BackgroundIn 1971, Watson classifie

Background

In 1971, Watson classified ammonia-oxidizing bacteria into four genera based upon morphology, fine structure, and percentage of guanine-cytosine (GC) within genome of 27 strains of nitrying bacteria. Nitrosomonas and Nitrosocystis species form one group, both of them belong to gammaproteobacteria. Nitrosolobus and Nitrosospira form another group; both of these belong to betaproteobacteria. Later this classification wass confirmed by 16S rRNA sequence (Head 1993, Purkhold 2000). The sequence of amo and pmo genes are also utilized to build the phylogenetic tree (Purkhold 2000)

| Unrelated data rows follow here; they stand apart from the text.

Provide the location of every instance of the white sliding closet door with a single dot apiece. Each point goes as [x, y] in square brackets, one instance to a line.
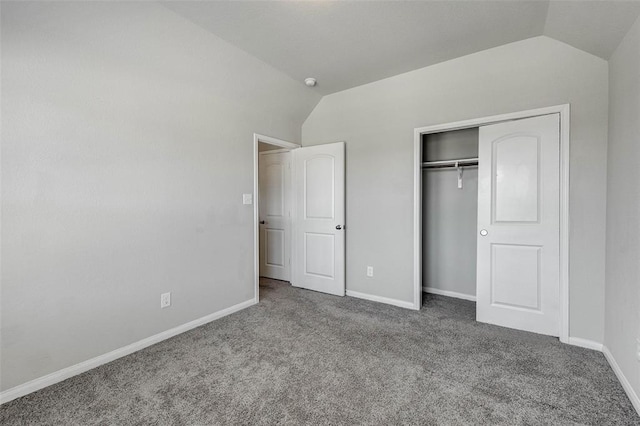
[319, 234]
[518, 271]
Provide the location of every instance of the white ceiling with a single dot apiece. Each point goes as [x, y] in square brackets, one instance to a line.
[348, 43]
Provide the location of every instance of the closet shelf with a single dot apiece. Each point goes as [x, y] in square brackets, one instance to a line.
[461, 162]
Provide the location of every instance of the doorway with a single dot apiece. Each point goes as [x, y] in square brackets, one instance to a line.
[272, 220]
[493, 277]
[299, 214]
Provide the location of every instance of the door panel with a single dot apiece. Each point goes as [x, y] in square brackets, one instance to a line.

Nitrosococcus halophilus is the closet related species to Nitrosococcus oceani. Among other cultivated aerobic AOB, N.oceani and N. halophilus are the only two organisms that are gammaproteobacterial AOB, the rest are Betaproteobacteial AOB. Nitrosococcus oceani resides in saline environment, found in marine world or seawater. Its presence is detected using immunofluoresence and FISH. (Klotz 2006))
Structure and Metabolism

N.oceani's morphology ranges from spherical to ellipsoidal. Cells are 1.8-2.2 micrometer in diameter. Its cell wall is as thick as 250A while the plasma membrane's thickness is 80A. It is found as diploids, or occasionally as tetrads, and has flagella and two layers of membrane (Watson 1962). Within the cell there is a dense enveloping layer making up inner triplet structure; there is a series of flattened membrane-bound organelle lined up in the middle of the cell .

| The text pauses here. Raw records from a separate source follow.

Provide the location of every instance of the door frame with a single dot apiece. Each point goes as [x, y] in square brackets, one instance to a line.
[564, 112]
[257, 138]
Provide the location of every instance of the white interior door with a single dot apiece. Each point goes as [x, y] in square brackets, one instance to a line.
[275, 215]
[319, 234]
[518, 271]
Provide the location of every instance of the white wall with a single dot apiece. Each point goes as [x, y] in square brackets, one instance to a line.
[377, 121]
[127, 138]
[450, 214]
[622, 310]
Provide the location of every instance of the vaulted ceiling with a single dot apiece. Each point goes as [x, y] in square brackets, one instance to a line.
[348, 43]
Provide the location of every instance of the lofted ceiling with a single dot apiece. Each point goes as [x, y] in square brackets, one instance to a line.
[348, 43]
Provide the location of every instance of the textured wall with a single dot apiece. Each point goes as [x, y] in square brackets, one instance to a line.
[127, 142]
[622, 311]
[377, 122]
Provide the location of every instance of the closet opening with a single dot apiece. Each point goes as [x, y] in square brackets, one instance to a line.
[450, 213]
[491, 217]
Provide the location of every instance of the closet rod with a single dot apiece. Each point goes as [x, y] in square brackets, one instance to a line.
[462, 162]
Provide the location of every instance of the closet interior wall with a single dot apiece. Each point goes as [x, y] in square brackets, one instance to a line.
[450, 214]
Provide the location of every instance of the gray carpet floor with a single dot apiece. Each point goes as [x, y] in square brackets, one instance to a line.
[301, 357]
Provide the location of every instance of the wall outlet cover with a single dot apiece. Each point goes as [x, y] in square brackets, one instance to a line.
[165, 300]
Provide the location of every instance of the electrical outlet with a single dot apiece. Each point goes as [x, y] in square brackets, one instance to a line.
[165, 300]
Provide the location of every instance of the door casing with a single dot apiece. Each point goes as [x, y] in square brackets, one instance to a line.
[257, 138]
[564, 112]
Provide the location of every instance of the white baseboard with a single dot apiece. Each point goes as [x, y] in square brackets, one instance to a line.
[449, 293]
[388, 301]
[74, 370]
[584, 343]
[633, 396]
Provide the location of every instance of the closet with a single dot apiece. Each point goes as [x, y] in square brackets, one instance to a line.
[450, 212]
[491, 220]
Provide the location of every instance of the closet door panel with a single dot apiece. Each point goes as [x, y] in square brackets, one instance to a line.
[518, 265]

Nitrosococcus oceani relies on oxidizing ammonia to nitrite to obtain energy for growth. However, being a member of Chromatiaceae, N.oceani also participate in the sulfur cycle; it reduces sulfate into H2S (Klotz 2006).

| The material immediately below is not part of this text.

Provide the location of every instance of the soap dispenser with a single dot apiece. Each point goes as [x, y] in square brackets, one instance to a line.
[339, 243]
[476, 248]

As ammonia is transported into the cell, it passed by the membrane bound hertero-trimeric copper ammonia monooxygenase (AMO) enzyme to be oxidized to hydroxylamine (Hooper, 2005). The uptake of ammonia is regulated by the ratio of glutamine and glutamate (Klotz, 2006). Hydroxylamine is then oxidized to nitrite by periplasmic hydroxylamine oxidoreductase (HAO), which binds to seven c-type hemes and an active site heme, heme P460 (Numata 1990). HAO is also called octaheme HAO. The hydroxylamine which is missed by HAO would be oxidized by periplasmic monoheme cytochrome P460 protein (Vannelli 1996). The process of oxidizing is also found in the closely related genera Nitrosomonas and Nitrosospira of Betaproterobacteria (Head 1993). It is studied extensively in Nitrosomonas europaea. The process of oxidizing ammonia is done by following the flow of the electron. The electron obtained by octaheme HAO is transferred to membrane-bound ubiquinone mediated by tetraheme cytochrome c554 and membrane-associated tetraheme cytochrome cm552. Finally two electrons are fed into AMO and two into electron transport chain to cytochrome oxidase. The drawn-out steps of the process of oxidizing ammonia is supported by the clustering of hao genes in N. europaea (Bergmann, 1994). And Bergmann argues later in 2005 that the clustering of hao genes, with the backup of phylogenetic analyses, evolved in the gammaproterobacterial ancestors of extant autotroph ammonia oxidizing bacteria. The hao gene cluster found residing in betaproteobacterial aAOB as a result of horizontal gene transfer.